8.3Le Comité rappelle ses constatations dans des communications précédentes,et note que l’État partie n’a pas répondu aux allégations des auteurs de la présente communication sur le fond. Il réaffirme en outre que la charge de la preuve ne doit pas incomber uniquement aux auteurs d’une communication, d’autant plus que ces derniers et l’État partie n’ont pas toujours un accès égal aux éléments de preuve et que souvent seul l’État partie dispose des renseignements nécessaires. Il ressort implicitement du paragraphe 2 de l’article 4 du Protocole facultatif que l’État partie est tenu d’enquêter de bonne foi sur toutes les allégations de violations du Pacte portées contre lui et ses représentants et de transmettre au Comité les renseignements qu’il détient.

8.4Le Comité note que Djamel Chihoub a été arrêté le 16 mai 1996 par des membres de l’armée de l’État partie. Mourad Chihoub aurait quant à lui été arrêté le 13 novembre 1996, alors qu’il avait 16 ans, par des officiers militaires de la caserne de Baraki sous les ordres du même commandant ayant procédé à l’arrestation de Djamel Chihoub quelques mois auparavant. Aucun des membres de la famille n’aurait reçu de ses nouvelles depuis. Selon les auteurs, les chances de retrouver Djamel et Mourad Chihoub vivants quinze ans après leur disparition sont infimes, et leur absence prolongée, ainsi que le contexte et les circonstances de leurs arrestations, laissent penser qu’ils ont perdu la vie en détention. Le Comité constate que l’État partie n’a fourni aucune information susceptible de réfuter ces allégations, et conclut que ce dernier a failli à son obligation de garantir le droit à la vie de Djamel et Mourad Chihoub, en violation de l’article 6 du Pacte.

8.5En ce qui concerne l’allégation de détention au secret de Djamel et Mourad Chihoub, le Comité reconnaît le degré de souffrance qu’implique une détention sans contact avec le monde extérieur pendant une durée indéfinie. Il rappelle son observation générale n° 20 (1992) relative à l’article 7, dans laquelle il recommande aux États parties de prendre des dispositions pour interdire la détention au secret. Sur la base des éléments à sa disposition, le Comité conclut que le fait d’avoir maintenu Djamel et Mourad Chihoub en détention au secret depuis 1996, et de les avoir empêchés de communiquer avec leur famille et le monde extérieur, constituent une violation de l’article 7 du Pacte à leur égard.

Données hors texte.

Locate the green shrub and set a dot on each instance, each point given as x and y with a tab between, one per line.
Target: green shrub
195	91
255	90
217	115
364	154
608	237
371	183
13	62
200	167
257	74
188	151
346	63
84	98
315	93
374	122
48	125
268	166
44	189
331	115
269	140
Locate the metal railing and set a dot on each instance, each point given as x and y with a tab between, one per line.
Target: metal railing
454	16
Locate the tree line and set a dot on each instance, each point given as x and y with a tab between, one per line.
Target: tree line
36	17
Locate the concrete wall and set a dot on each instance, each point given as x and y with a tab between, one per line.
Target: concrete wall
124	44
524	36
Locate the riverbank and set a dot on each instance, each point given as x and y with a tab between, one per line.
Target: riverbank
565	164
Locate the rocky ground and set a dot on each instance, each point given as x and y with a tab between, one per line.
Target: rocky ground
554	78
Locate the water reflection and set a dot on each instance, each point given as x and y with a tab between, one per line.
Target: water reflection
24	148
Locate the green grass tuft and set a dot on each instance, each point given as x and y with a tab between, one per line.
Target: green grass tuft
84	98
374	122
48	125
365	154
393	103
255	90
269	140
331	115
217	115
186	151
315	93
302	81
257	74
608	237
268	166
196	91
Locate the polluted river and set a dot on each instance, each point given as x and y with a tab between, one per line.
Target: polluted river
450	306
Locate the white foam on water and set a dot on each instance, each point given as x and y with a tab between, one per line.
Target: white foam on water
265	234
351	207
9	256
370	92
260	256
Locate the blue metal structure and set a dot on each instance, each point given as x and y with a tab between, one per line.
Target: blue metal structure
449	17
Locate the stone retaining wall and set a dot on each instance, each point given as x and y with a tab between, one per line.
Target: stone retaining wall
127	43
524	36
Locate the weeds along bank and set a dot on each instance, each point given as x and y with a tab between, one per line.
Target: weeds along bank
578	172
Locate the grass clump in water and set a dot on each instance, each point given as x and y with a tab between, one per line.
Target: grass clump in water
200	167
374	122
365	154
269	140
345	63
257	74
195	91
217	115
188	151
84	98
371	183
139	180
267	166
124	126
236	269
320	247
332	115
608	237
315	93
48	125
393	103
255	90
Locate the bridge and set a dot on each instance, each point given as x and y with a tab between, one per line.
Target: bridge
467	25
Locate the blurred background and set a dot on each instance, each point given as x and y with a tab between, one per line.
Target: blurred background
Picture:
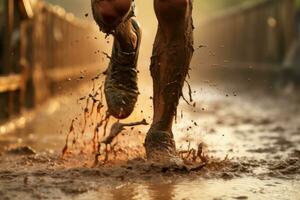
50	48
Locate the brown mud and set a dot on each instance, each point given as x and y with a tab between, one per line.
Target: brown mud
249	143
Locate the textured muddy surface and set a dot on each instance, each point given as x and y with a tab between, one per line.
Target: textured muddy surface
251	139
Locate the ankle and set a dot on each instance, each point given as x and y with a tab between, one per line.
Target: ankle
126	37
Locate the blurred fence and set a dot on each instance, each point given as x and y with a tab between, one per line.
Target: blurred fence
253	35
44	46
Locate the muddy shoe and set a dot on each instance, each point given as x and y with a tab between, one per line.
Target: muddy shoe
160	148
121	89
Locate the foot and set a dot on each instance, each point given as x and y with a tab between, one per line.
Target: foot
121	89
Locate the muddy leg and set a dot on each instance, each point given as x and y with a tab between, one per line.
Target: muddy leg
172	53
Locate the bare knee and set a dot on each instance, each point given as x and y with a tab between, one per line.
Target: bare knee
110	12
170	9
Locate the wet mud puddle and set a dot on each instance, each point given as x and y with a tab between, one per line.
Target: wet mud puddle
254	144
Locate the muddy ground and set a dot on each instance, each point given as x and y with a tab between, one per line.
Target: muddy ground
251	139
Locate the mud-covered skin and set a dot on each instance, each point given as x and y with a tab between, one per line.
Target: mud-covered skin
110	14
172	53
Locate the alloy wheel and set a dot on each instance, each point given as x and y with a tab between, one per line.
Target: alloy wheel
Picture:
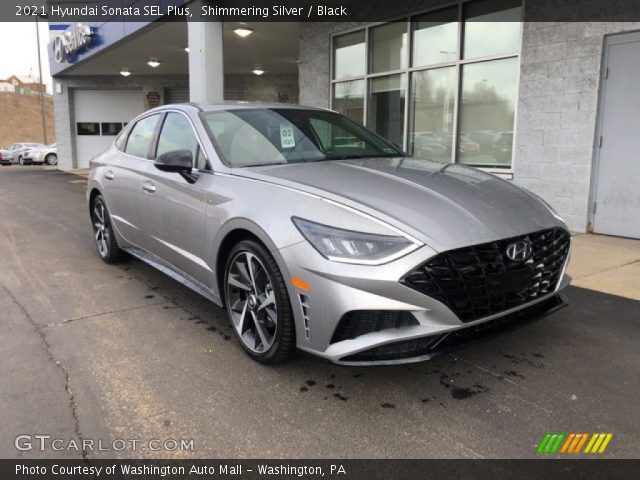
252	302
101	230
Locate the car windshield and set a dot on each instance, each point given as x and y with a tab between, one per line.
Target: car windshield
254	137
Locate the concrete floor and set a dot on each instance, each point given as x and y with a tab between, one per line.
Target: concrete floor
94	351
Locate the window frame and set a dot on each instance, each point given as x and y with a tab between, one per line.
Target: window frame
457	63
128	128
153	138
156	139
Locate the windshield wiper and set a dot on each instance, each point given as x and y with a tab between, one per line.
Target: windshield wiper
263	164
361	157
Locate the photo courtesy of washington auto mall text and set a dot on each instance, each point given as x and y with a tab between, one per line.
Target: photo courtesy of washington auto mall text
338	239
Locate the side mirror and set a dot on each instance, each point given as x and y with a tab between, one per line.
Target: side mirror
177	161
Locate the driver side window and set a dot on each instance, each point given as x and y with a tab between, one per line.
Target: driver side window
177	134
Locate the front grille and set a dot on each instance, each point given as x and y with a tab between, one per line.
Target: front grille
359	322
433	345
478	281
415	347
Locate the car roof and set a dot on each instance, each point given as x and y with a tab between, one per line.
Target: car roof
236	105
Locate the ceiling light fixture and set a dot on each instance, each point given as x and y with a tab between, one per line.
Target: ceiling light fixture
243	32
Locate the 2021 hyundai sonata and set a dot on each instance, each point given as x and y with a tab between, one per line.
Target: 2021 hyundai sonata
319	235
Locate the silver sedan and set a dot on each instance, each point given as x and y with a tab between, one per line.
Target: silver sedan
318	235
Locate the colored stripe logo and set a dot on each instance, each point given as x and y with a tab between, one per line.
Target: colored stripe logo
573	443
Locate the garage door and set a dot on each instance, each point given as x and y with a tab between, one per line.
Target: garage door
617	195
99	117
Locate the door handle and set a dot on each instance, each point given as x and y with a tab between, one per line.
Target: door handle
148	186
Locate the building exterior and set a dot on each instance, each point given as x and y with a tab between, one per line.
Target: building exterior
547	105
23	85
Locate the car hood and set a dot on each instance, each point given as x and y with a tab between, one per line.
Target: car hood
448	205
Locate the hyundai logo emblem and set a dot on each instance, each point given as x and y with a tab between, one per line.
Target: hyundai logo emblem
519	251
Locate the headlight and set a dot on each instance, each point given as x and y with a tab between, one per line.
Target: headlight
354	247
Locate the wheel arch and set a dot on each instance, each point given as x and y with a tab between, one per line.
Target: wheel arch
235	231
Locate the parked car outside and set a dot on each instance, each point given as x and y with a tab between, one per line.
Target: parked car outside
5	157
46	154
17	151
349	250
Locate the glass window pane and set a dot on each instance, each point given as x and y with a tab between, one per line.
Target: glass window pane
88	128
487	112
435	37
386	107
388	45
432	103
177	134
349	55
491	27
348	99
111	128
141	136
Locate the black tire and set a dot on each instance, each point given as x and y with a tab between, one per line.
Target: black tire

8.6En ce qui concerne les auteurs, Taous Djebbar et Saadi Chihoub, le Comité relève l’angoisse et la détresse que leur a causée la disparition de leurs deux fils, dont ils sont restés sans nouvelle depuis maintenant 15 ans, aucune enquête effective n'ayant été menée pour éclaircir le sort des victimes, malgré le nombre considérable de démarches qu’ils ont entreprises dès l’arrestation de leurs fils. En conséquence, le Comité considère que les faits dont il est saisi font apparaître une violation de l’article 7 seul, et lu conjointement avec le paragraphe 3 de l’article 2 du Pacte à l’égard des auteurs.

8.7En ce qui concerne le grief de violation de l’article 9, les informations dont le Comité est saisi montrent que Djamel et Mourad Chihoub ont été arrêtés par des agents de l’État partie sans mandat, puis détenus au secret sans avoir accès à un défenseur, et sans jamais être informés des motifs de leur arrestation ni des charges retenues contre eux. Le Comité rappelle que, conformément au paragraphe 4 de l'article 9, un contrôle judiciaire de la légalité de la détention doit inclure la possibilité d'ordonner la libération du détenu si la détention est déclarée incompatible avec les dispositions du Pacte, en particulier celles du paragraphe 1 de l'article 9. Les autorités de l’État partie ayant elles-mêmes reconnu qu’aucune charge n’était retenue contre Djamel Chihoub, ni aucun mandat d’arrêt émis à son encontre, et en l’absence de toute explication supplémentaire par l’État partie, le Comité conclut que la détention de Djamel Chihoub et de Mourad Chihoub était en violation de l’article 9.

8.8Concernant le grief des auteurs au titre de l’article 10, paragraphe 1, le Comité réaffirme que les personnes privées de liberté ne doivent pas subir de privations ou de contraintes autres que celles qui sont inhérentes à la privation de liberté, et qu’elles doivent être traitées avec humanité et dans le respect de leur dignité. Notant que Djamel et Mourad Chihoub ont été détenus au secret pendant 15 ans, par conséquent privés de tout contact avec leur famille et le monde extérieur, et relevant l’absence de toute information de la part de l’État partie quant au traitement qui leur a été réservé lors de leur détention dans divers établissements militaires, le Comité conclut à une violation de l’article 10, paragraphe 1, du Pacte à l’égard des deux victimes.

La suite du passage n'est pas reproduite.